What’s on the agenda for today?

Last time: Orthobases
- Things work in infinite dimension too with orthobases (without thinking too much)
- Last little bit to prove: isomorphism to $ℓ_{2}$
Today: What happens with non-orthogonal bases
Wednesday September 29, 2021: Least-square regression
Reading: Romberg, lecture notes 7

The following properties of an orthonormal set ${e_{i}}_{i \geq 1}$ are equivalent:
1. Finite linear combinations of elements in $H$ are dense in $H$ ;
2. If $v \in H$ and $\forall j \geq 1$ ${⟨ v, e_{j} ⟩}_{} = 0$ then $v = 0$ ;
3. If $v \in H$ then $\sum_{i = 1}^{n} {⟨ v, e_{i} ⟩}_{} e_{i}$ converges to $v$ (in the norm ${‖ \cdot ‖}_{}$ ) as $n \to \infty$ ;
4. If $v \in H$ and $\forall k$ $a_{k} ≜ {⟨ v, e_{k} ⟩}_{}$ then ${‖ v ‖}_{}^{2} = \sum_{k \geq 1} {| a_{k} |}^{2}$ .
This does not say anything about the existence of such nice orthornormal set
A space is separable if it contains a countable dense subset.
Separability is the key property to deal with sequences instead of collections
Any separable Hilbert space has an orthonormal basis.
Most useful Hilbert spaces are separable!

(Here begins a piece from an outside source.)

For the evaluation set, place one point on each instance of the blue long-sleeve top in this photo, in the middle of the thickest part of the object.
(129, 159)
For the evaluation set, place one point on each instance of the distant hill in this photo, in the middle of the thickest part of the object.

We won’t worry about non-separable Hilbert spaces
Any separable Hilbert space is isomorphic to $ℓ_{2}$

Let ${v_{i}}_{i = 1}^{n}$ be a linearly independent set in a Hilbert space $H$ of dimension $n$ . Then, for any $x \in H$ , $x = \sum_{i = 1}^{n} α_{i} v_{i}$ for some $α \in R^{n}$ . In addition, there exists $A, B > 0$ such that $A {‖ α ‖}_{2}^{2} \leq {‖ x ‖}_{H}^{2} \leq B {‖ α ‖}_{2}^{2}$
Inequality is tight on both sides
For orthobases, $A = B = 1$
Interpretation:
- The values of $A$ and $B$ govern the stability of the representation
Examples

Recall from orthobases:
- perfectly stable representation $A = B = 1$
- Efficient computation of representations: $α_{i} = {⟨ x, v_{i} ⟩}_{}$
For any $x \in H$ with basis ${v_{i}}_{i = 1}^{n}$ we have $x = \sum_{i = 1}^{n} α_{i} v_{i} with α = G^{- 1} [\begin{matrix} {⟨ x, v_{1} ⟩}_{} \\ {⟨ x, v_{2} ⟩}_{} \\ ⋮ \\ {⟨ x, v_{n} ⟩}_{} \end{matrix}]$ There also exists a basis ${{\tilde{v}}_{i}}_{i = 1^{n}}$ such that $α_{i} = {⟨ x, {\tilde{v}}_{i} ⟩}_{}$

${v_{i}}_{i = 1}^{\infty}$ is a Riesz basis for Hilbert space $H$ if $cl (span ({v_{i}}_{i = 1}^{\infty})) = H$ and there exists $A, B > 0$ such that $A \sum_{i = 1}^{\infty} α_{i}^{2} \leq {‖ \sum_{i = 1}^{n} α_{i} v_{i} ‖}_{H}^{2} \leq B \sum_{i = 1}^{\infty} α_{i}^{2}$ uniformly for all sequences ${α_{i}}_{i \geq 1}$ with $\sum_{i \geq 1} α_{i}^{2} < \infty$ .
In infinite dimension, the existence of $A, B > 0$ is not automatic.
Examples

Computing expansion on Riesz basis not as simple in infinite dimension: Gram matrix is “infinite”
The Grammiam is a linear operator $G : ℓ_{2} (Z) \to ℓ_{2} (Z) : x \mapsto y with [G (x)]_{n} ≜ y_{n} = \sum_{ℓ = - \infty^{\infty}} {⟨ v_{ℓ}, v_{n} ⟩}_{} x_{ℓ}$
Fact: there exists another linear operator $H : ℓ_{2} (Z) \to ℓ_{2} (Z)$ such that

$H (G (x)) = x$ We can replicate what we did in finite dimension.